I have both a 401(k) and an IRA. Do I get catch-up contributions on both?
Yes. The 401(k) catch-up ($7,500) and the IRA catch-up ($1,000) are completely separate. You can maximize both if you qualify for IRA contributions based on your income and filing status.
My income is over the Roth IRA limit. Can I still do the IRA catch-up?
Yes — via the backdoor Roth strategy. Contribute $8,000 to a non-deductible traditional IRA (including the $1,000 catch-up), then immediately convert it to a Roth IRA. The conversion is a taxable event only to the extent of any earnings that accrued between contribution and conversion — which is usually minimal if done quickly.
What is the Roth catch-up requirement for high earners, and does it affect me?
Starting in 2026, if you earned more than $145,000 (adjusted for inflation) in the prior year, your workplace plan catch-up contributions must go into a Roth account (after-tax, no upfront deduction). This only applies to workplace plans — not IRA catch-ups. If your plan doesn’t offer a Roth option yet, contact your HR department about when they’ll add one.

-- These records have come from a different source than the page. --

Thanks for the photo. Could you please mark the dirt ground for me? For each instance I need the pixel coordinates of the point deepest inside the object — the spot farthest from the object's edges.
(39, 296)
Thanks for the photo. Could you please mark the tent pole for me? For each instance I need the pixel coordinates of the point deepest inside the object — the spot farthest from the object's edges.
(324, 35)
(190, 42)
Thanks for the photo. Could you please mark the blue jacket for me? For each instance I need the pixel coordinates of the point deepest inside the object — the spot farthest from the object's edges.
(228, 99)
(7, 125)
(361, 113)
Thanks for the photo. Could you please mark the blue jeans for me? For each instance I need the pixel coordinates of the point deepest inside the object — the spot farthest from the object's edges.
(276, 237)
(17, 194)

Are catch-up contributions worth it if I’m already in a high tax bracket?
Generally yes. Pre-tax contributions reduce your current-year taxable income at your marginal rate. Even if your marginal rate in retirement is the same, you benefit from decades of tax-deferred compounding. If you expect your rate to be lower in retirement (common), the benefit is even larger.